Aux termes de ses uniques conclusions remises au greffe et noti'ées le 29 septembre 2017 la SA Crédit Foncier de France demande à la cour, au visa des articles L.622-7, L.624-2 et R.624-5 du code de commerce, de :

- déclarer la SCI Austerlitz irrecevable et mal fondée en son appel inscrit à l'encontre du jugement rendu par le tribunal de grande instance d`Aix-En-Provence le 20 mars 2017 rectifié par jugement du 24 avril 2017,

- confirmer le jugement rendu par le tribunal de grande instance d'Aix-En-Provence le 20 mars 2017 rectifié par jugement du 24 avril 2017, en toutes ses dispositions,

Statuant à nouveau et y ajoutant :

- condamner la SCI Austerlitz à payer une indemnité de 5.000 euros au Crédit Foncier de France au titre des frais irrépétibles exposés par ce dernier en première instance et en appel, sur le fondement de l'article L.622-17 du code de commerce,

- dire que les dépens de première instance et d'appel seront déclarés frais privilégiés de la liquidation judiciaire ouverte à l'égard de la SCI Austerlitz et pourront être recouvrés par la SCP E.-L.-A., avocats au barreau d'Aix-En-Provence, par application de l'article 699 du code de procédure civile.

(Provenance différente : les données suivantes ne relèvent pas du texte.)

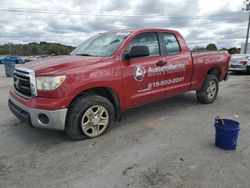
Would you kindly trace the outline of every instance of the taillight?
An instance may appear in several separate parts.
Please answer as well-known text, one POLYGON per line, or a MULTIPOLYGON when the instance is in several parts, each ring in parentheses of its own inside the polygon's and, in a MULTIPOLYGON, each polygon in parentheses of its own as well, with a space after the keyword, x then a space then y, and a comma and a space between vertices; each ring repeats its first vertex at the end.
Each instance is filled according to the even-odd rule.
POLYGON ((247 61, 241 61, 240 64, 241 64, 241 65, 246 65, 246 64, 247 64, 247 61))

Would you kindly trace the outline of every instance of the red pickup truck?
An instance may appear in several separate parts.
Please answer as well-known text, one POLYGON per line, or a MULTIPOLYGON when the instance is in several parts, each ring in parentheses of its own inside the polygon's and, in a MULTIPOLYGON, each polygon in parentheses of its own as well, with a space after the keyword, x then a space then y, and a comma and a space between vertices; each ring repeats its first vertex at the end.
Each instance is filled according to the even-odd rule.
POLYGON ((230 55, 190 52, 173 30, 98 34, 69 56, 33 61, 14 72, 9 108, 34 127, 64 130, 74 140, 107 132, 127 109, 196 90, 216 99, 230 55))

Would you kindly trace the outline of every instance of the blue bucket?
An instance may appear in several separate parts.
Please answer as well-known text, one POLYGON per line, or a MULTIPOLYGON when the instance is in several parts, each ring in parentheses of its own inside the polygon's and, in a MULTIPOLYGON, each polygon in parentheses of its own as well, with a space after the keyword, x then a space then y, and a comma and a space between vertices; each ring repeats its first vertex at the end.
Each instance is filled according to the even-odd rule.
POLYGON ((230 119, 215 119, 215 145, 225 150, 235 150, 240 123, 230 119))

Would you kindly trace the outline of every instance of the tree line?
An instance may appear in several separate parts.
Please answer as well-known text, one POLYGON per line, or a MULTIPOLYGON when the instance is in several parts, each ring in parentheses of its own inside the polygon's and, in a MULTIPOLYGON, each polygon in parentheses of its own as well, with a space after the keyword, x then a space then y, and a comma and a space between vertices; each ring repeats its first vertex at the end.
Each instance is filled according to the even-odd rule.
POLYGON ((60 43, 31 42, 28 44, 0 45, 0 55, 36 56, 36 55, 68 55, 75 47, 60 43))
POLYGON ((230 54, 239 54, 240 48, 232 47, 232 48, 221 48, 218 49, 214 43, 208 44, 206 47, 195 46, 193 51, 215 51, 215 50, 226 50, 230 54))

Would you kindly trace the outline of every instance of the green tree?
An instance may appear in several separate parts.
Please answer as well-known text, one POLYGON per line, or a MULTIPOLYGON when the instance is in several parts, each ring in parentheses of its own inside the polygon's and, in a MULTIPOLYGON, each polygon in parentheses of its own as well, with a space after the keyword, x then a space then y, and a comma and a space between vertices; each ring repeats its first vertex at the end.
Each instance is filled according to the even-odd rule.
POLYGON ((210 43, 210 44, 207 45, 206 50, 216 51, 217 50, 217 46, 214 43, 210 43))

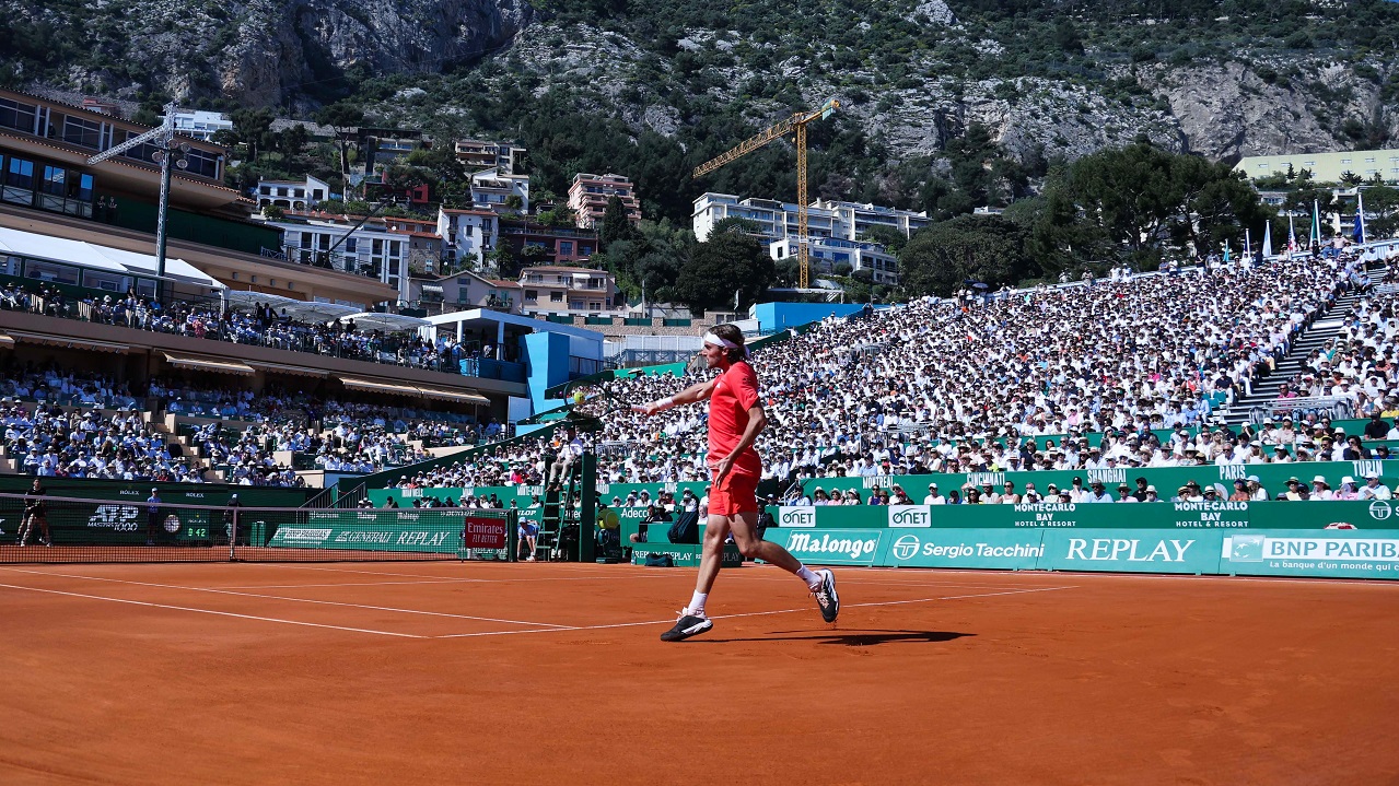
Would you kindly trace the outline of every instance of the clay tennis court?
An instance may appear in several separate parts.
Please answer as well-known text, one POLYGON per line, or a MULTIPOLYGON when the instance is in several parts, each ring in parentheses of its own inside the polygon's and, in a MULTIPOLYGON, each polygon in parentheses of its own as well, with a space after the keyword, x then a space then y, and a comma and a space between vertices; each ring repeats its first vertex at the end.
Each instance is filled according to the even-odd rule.
POLYGON ((0 566, 0 782, 1399 782, 1399 586, 837 575, 0 566))

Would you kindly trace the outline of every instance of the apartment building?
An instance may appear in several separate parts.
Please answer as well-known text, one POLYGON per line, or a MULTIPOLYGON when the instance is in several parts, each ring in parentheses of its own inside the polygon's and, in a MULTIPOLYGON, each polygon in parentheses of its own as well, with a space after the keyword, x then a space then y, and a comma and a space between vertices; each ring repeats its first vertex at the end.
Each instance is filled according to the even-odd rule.
POLYGON ((606 270, 540 264, 520 271, 520 309, 534 316, 603 316, 617 301, 617 280, 606 270))
POLYGON ((481 270, 485 253, 499 243, 499 215, 490 210, 438 208, 442 263, 449 269, 469 264, 481 270))
POLYGON ((637 189, 631 179, 611 172, 574 175, 574 185, 568 187, 568 207, 572 208, 578 227, 596 229, 607 213, 607 203, 611 201, 611 197, 621 200, 623 207, 627 208, 627 221, 635 227, 641 221, 641 201, 637 199, 637 189))
POLYGON ((529 218, 501 218, 499 242, 515 259, 569 264, 588 262, 597 250, 597 234, 572 227, 550 227, 529 218))
POLYGON ((257 207, 309 210, 330 199, 330 185, 306 175, 305 180, 257 180, 257 207))
POLYGON ((525 148, 499 141, 457 140, 453 144, 456 158, 469 171, 497 169, 506 175, 525 171, 525 148))
MULTIPOLYGON (((876 284, 898 285, 898 257, 888 253, 880 243, 818 238, 813 239, 806 250, 813 273, 832 274, 837 266, 845 263, 851 266, 851 270, 869 270, 876 284)), ((775 260, 796 256, 796 238, 772 241, 768 243, 768 253, 775 260)))
POLYGON ((529 175, 509 175, 499 166, 473 173, 471 204, 495 213, 529 213, 529 175), (519 207, 511 207, 515 200, 519 207))
MULTIPOLYGON (((758 227, 767 241, 799 235, 797 204, 767 199, 740 199, 733 194, 708 192, 695 200, 693 227, 704 242, 715 224, 725 218, 746 218, 758 227)), ((855 201, 816 200, 807 206, 807 236, 859 241, 874 227, 887 227, 911 236, 928 227, 928 213, 914 213, 894 207, 855 201)))

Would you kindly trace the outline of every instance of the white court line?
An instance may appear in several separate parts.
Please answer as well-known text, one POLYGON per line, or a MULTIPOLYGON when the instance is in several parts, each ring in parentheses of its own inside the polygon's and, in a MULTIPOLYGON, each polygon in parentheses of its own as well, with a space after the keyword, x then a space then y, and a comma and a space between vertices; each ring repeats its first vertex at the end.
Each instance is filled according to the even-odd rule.
MULTIPOLYGON (((942 596, 942 597, 919 597, 919 599, 914 599, 914 600, 884 600, 884 601, 879 601, 879 603, 849 603, 849 604, 842 604, 841 608, 865 608, 865 607, 870 607, 870 606, 904 606, 904 604, 908 604, 908 603, 932 603, 935 600, 963 600, 963 599, 968 599, 968 597, 995 597, 995 596, 1000 596, 1000 594, 1027 594, 1027 593, 1032 593, 1032 592, 1055 592, 1055 590, 1066 590, 1066 589, 1077 589, 1077 587, 1076 586, 1035 587, 1035 589, 1007 590, 1007 592, 986 592, 986 593, 977 593, 977 594, 947 594, 947 596, 942 596)), ((802 608, 781 608, 778 611, 747 611, 747 613, 743 613, 743 614, 722 614, 719 617, 711 617, 711 620, 734 620, 734 618, 739 618, 739 617, 771 617, 774 614, 795 614, 797 611, 811 611, 811 607, 806 606, 806 607, 802 607, 802 608)), ((572 628, 572 631, 603 631, 603 629, 609 629, 609 628, 635 628, 635 627, 639 627, 639 625, 674 625, 674 622, 676 622, 674 620, 648 620, 645 622, 614 622, 611 625, 579 625, 576 628, 572 628)), ((480 632, 480 634, 446 634, 446 635, 442 635, 442 636, 432 636, 432 638, 434 639, 470 639, 470 638, 476 638, 476 636, 513 636, 513 635, 518 635, 518 634, 553 634, 553 632, 555 632, 555 631, 485 631, 485 632, 480 632)))
MULTIPOLYGON (((672 573, 674 576, 676 573, 672 573)), ((518 579, 428 579, 417 582, 343 582, 333 585, 220 585, 214 589, 297 589, 297 587, 378 587, 378 586, 395 586, 395 585, 505 585, 505 583, 519 583, 519 582, 611 582, 618 579, 665 579, 666 576, 659 573, 646 573, 635 576, 537 576, 518 579)))
POLYGON ((473 615, 469 615, 469 614, 448 614, 446 611, 421 611, 421 610, 417 610, 417 608, 393 608, 393 607, 389 607, 389 606, 365 606, 365 604, 361 604, 361 603, 340 603, 340 601, 336 601, 336 600, 312 600, 312 599, 306 599, 306 597, 283 597, 283 596, 277 596, 277 594, 257 594, 257 593, 250 593, 250 592, 232 592, 232 590, 221 590, 221 589, 213 589, 213 587, 186 587, 186 586, 179 586, 179 585, 157 585, 157 583, 151 583, 151 582, 132 582, 132 580, 126 580, 126 579, 108 579, 108 578, 101 578, 101 576, 81 576, 81 575, 77 575, 77 573, 53 573, 53 572, 49 572, 49 571, 27 571, 27 569, 22 569, 22 568, 6 568, 6 569, 17 572, 17 573, 34 573, 36 576, 62 576, 64 579, 87 579, 90 582, 111 582, 111 583, 116 583, 116 585, 132 585, 132 586, 139 586, 139 587, 159 587, 159 589, 175 589, 175 590, 187 590, 187 592, 208 592, 208 593, 214 593, 214 594, 232 594, 232 596, 238 596, 238 597, 260 597, 260 599, 266 599, 266 600, 285 600, 285 601, 290 601, 290 603, 313 603, 313 604, 318 604, 318 606, 341 606, 341 607, 346 607, 346 608, 367 608, 367 610, 371 610, 371 611, 395 611, 395 613, 399 613, 399 614, 420 614, 420 615, 424 615, 424 617, 450 617, 452 620, 473 620, 476 622, 501 622, 501 624, 505 624, 505 625, 533 625, 536 628, 558 628, 558 629, 562 629, 562 631, 572 629, 571 625, 554 625, 553 622, 530 622, 530 621, 526 621, 526 620, 501 620, 501 618, 497 618, 497 617, 473 617, 473 615))
POLYGON ((428 639, 428 638, 432 638, 432 636, 418 636, 418 635, 413 635, 413 634, 393 634, 393 632, 389 632, 389 631, 371 631, 368 628, 346 628, 343 625, 322 625, 319 622, 299 622, 297 620, 278 620, 277 617, 256 617, 253 614, 234 614, 232 611, 214 611, 211 608, 194 608, 192 606, 168 606, 168 604, 164 604, 164 603, 147 603, 144 600, 126 600, 126 599, 120 599, 120 597, 104 597, 101 594, 83 594, 83 593, 76 593, 76 592, 49 590, 49 589, 39 589, 39 587, 24 587, 24 586, 18 586, 18 585, 0 585, 0 587, 17 589, 17 590, 27 590, 27 592, 42 592, 42 593, 48 593, 48 594, 62 594, 62 596, 67 596, 67 597, 83 597, 83 599, 87 599, 87 600, 108 600, 108 601, 112 601, 112 603, 126 603, 126 604, 130 604, 130 606, 145 606, 148 608, 169 608, 169 610, 173 610, 173 611, 194 611, 197 614, 217 614, 218 617, 236 617, 239 620, 257 620, 260 622, 280 622, 283 625, 304 625, 306 628, 329 628, 332 631, 353 631, 355 634, 375 634, 375 635, 379 635, 379 636, 397 636, 397 638, 403 638, 403 639, 428 639))

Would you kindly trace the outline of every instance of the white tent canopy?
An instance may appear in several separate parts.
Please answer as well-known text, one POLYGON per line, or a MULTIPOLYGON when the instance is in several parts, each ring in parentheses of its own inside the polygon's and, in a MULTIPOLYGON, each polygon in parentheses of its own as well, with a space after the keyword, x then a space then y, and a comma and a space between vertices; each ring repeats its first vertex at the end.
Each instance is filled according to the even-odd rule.
MULTIPOLYGON (((278 306, 277 312, 281 313, 283 308, 278 306)), ((360 306, 347 306, 344 303, 323 303, 320 301, 295 301, 285 306, 287 316, 298 319, 301 322, 330 322, 333 319, 340 319, 351 313, 358 313, 360 306)))
POLYGON ((271 306, 277 313, 281 313, 283 308, 291 309, 301 302, 281 295, 253 292, 252 290, 225 290, 222 296, 228 301, 228 308, 234 310, 253 310, 259 305, 263 305, 271 306))
MULTIPOLYGON (((7 227, 0 227, 0 252, 74 264, 90 270, 157 277, 155 255, 127 252, 66 238, 50 238, 7 227)), ((182 259, 165 259, 165 278, 210 290, 224 288, 222 284, 182 259)))
POLYGON ((360 312, 340 317, 343 322, 354 320, 358 330, 383 330, 385 333, 407 333, 420 327, 431 327, 432 323, 416 316, 402 313, 360 312))

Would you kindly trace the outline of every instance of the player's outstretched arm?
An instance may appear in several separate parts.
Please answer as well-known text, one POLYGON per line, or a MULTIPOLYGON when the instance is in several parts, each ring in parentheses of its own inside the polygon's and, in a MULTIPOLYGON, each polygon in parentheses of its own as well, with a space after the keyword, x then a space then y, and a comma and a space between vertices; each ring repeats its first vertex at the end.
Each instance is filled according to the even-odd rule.
POLYGON ((631 411, 641 413, 649 417, 656 413, 663 413, 677 404, 694 404, 695 401, 704 401, 709 399, 711 393, 713 393, 713 385, 718 380, 719 378, 716 376, 708 382, 700 382, 697 385, 691 385, 690 387, 686 387, 684 390, 676 393, 674 396, 666 396, 659 401, 651 401, 648 404, 638 404, 632 407, 631 411))

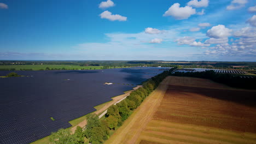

Aux termes de ses uniques conclusions remises au greffe et notifiées le 29 septembre 2017 le cabinet BR et associés représentés par Maître R. ès qualités de liquidateur de la société Austerlitz demande à la cour de :

- donner acte à Me R. qu'elle s'en rapporte sur les demandes formalisées par le Crédit Foncier et sur les contestations initiées par la société Austerlitz,

- déclarer les dépens frais privilégiés de la liquidation judiciaire.

L'ordonnance de clôture a été rendue le 17 décembre 2019.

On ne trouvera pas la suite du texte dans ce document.